Back in 2010, Abbot took part in a MailOnline health interview, revealing some unknown information about the state of his health.

Although he said he was “pretty fit” at the time, the star opened up about his family’s health history and the life-threatening health condition that both of his brothers died from.

“There have been heart problems with the men in my family,” Abbot revealed.

“My father died aged 60 in 1972. He had a stroke in hospital and then another, and sadly never recovered.

“My older and younger brothers both died from heart attacks. I try not to worry about this in terms of my own health. But I have tests once or twice a year.

“I’m pretty fit. Every time I go to the GP he always says I have the blood pressure of an athlete.”

The star went on to say that his doctor prescribed him a “daily statin” in order to control his cholesterol, suggesting that not all parts of his health are tip top.

With his family history of strokes and heart attacks, Abbot is immediately at risk of developing the same conditions, so monitoring his cholesterol levels becomes critical.

The Heart Foundation explains the following: “If one of your immediate family members, such as a parent or sibling, has had a heart attack, a stroke, or was diagnosed with heart disease before the age of 60, this may indicate a family history of premature heart disease.

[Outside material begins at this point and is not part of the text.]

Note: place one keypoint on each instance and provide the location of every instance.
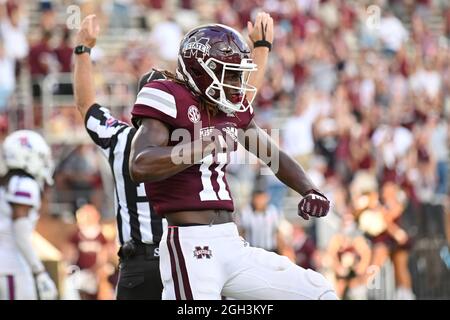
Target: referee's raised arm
(83, 81)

“This means that your chances of developing the same condition may be higher than normal. A family history could increase your risk of developing heart disease in a number of ways: Inherited genes, shared environments.”

Although there is no single gene that causes heart disease, the health website explains that several genes can work together to increase an individual’s risk.

In addition, shared environments and behaviours such as eating habits and lifestyle behaviours can also act as increased risk factors for family members.

High cholesterol levels typically do not cause any symptoms, so monitoring your levels through cholesterol tests are vital as keeping your blood cholesterol at a healthy level.

The NHS explains that cholesterol levels might be different for every individual, but average cholesterol levels should be:

  • Total cholesterol – five or below
  • HDL (good cholesterol) – one or above
  • LDL (bad cholesterol) – three or below
  • Non-HDL (bad cholesterol) – four or below
  • Triglycerides – 2.3 or below.

Low-density lipoprotein (LDL) makes up most cholesterol and is bad because it can stick to the walls of arteries and cause a fatty build-up called plaque. Too much plaque leads to blockages that prevent blood from flowing properly to the heart.

If diagnosed with high cholesterol, the NHS explains that there are a number of ways to reduce it. This includes:

  • Eating less fatty food
  • Exercising more
  • Stopping smoking
  • Cutting down on alcohol.

For some individuals, lifestyle changes are not enough, so like Abbot, medication like statins are recommended.

Statins are a group of medicines that can help lower the level of low-density lipoprotein (LDL) cholesterol in the blood. They are usually offered if individuals are at risk of heart disease, heart attacks or stroke.

Typically they are taken once every day and in some cases individuals will have to do this for the rest of their lives. This is because even though statins lower your cholesterol, it will rise again if you come off the medication.

In addition to statins to lower his cholesterol, Abbot revealed that he also takes cod liver oil to help his joints, blaming his aches and pains to his career in comedy. He added: “I also take cod liver oil for my joints, although I’m sure a lot of the intermittent cramps and aches I get are down to all the comedy falls and stunts I’ve done.”